L’associazione della Cause Freudienne in Belgio si è ritrovata il weekend scorso per l’Assemblea Generale in un locale pieno e gioiosamente animato dalla nostra presidente Céline Poblome-Aulit per ascoltare in particolare l’insegnamento di Virginie Leblanc-Roïc sulla psicosi maniaco-depressiva. L’acceso entusiasmo che regnava nel locale testimonia di quanto i colleghi belgi siano al lavoro per accogliervi in occasione di PIPOL 12!
Se lo psicoanalista causa il suo desiderio in una maniera piuttosto maniaco-depressiva, come ha ricordato V. Leblanc-Roïc facendo riferimento a Lo Stordito, è bene che la sua posizione fondamentale concerna l’oggetto della mancanza che Lacan ha indicizzato come oggetto piccolo a. Oggetto che causa il desiderio quando manca, ma che può far precipitare il soggetto ad identificarvisi quando non è estratto lasciandolo così in balia della pulsione di morte.
In questo numero del blog verso PIPOL 12, Katty Langelez-Stevens rileva precisamente che la tendenza contemporanea della famiglia è di ridursi sempre più al nucleo che il bambino stesso rappresenta. È il bambino oggetto più di godere che fonda la famiglia e non più il contrario! Ma l’essenziale per Lacan risiede nella funzione di residuo della famiglia che, articolata ad un desiderio, è la sola a poter trasmettere ciò che costituirà le coordinate soggettive di questo bambino. Ma cosa ne è di questa funzione residuo nell’ora del neo-liberalismo scatenato ? È ciò a cui rispondono gli altri testi di questa consegna, ognuno a modo proprio, mostrando come la psicoanalisi fa del malessere nella famiglia un punto di articolazione che rilancia il circuito della parola, se non della scrittura.

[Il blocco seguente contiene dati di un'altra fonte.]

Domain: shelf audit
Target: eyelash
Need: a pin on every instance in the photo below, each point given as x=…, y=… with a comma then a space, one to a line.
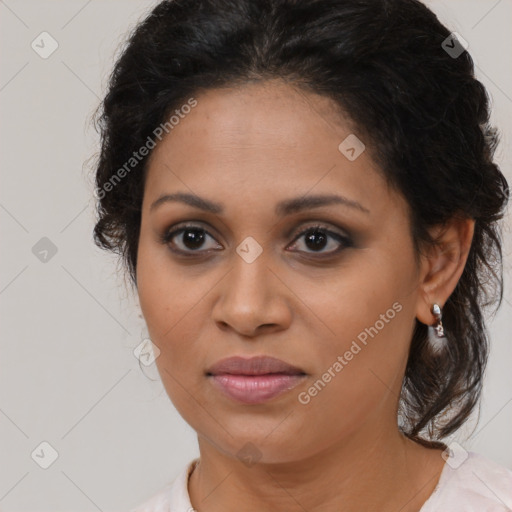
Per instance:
x=169, y=234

Così Laurence Maman mostra, a partire da una lettura dell’opera di Laure Murat su Proust, che non si tratta tanto di separarsi dalla propria famiglia, quanto di separarsi dalla parte presa nel godimento famigliare. Leggendo Proust, l’autore si accorge della parte presa in ciò che era la prigione aristocratica che imponeva di parlare per non dire niente al fine di mantenere il godimento nel non detto.
C’è una lacerazione segreta della fa(mi)glia, una faglia dunque, che Emmanuelle Chaminand Edelstein rileva nel lavoro di Blandine Rinkel, che si scopre un desiderio di altrove per uscire dal silenzio mortifero del famigliare. Questo, dietro un’apparente rassicurazione, provoca un sentimento di estraneità che ci indica che nell’approccio dell’intimo, l’estimo non è mai lontano.
Se l’uomo è così prigioniero del linguaggio, come ricorda Xavier Gommichon, oggi noi nuotiamo nel globish – di cui sono ghiotti gli autistici – nuova lalingua globalizzata che accompagna ormai la famiglia mondializzata presa tra flusso migratorio e flusso di dati. In questo doppio flusso, i punti di riferimento della trasmissione si trovano profondamente confusi, e richiedono un chiarimento paziente da parte dello psicoanalista. È così che la psicoanalisi in istituzione cerca di includere le famiglie nel campo della pratica a diversi, che presuppone una posizione in cui ciascuno si trova decompletato, come argomenta Jean-Philippe Cornet sottolineando che questo lavoro mira a allentare la presa fantasmatica per produrre un nuovo legame.
Così l’individualismo tirannico, che compete oggi con il totalitarismo della moltitudine, sfocia in un certo fallimento della famiglia come discorso. È ciò che analizza Graciela Schnitzer, che si domanda che cosa potrebbe dunque giungere a temperare il godimento dell’Uno. Anche qui si tratta di reintrodurre il soggetto errante nel circuito della parola vera, conservando un posto per il disagio e per l’incurabile.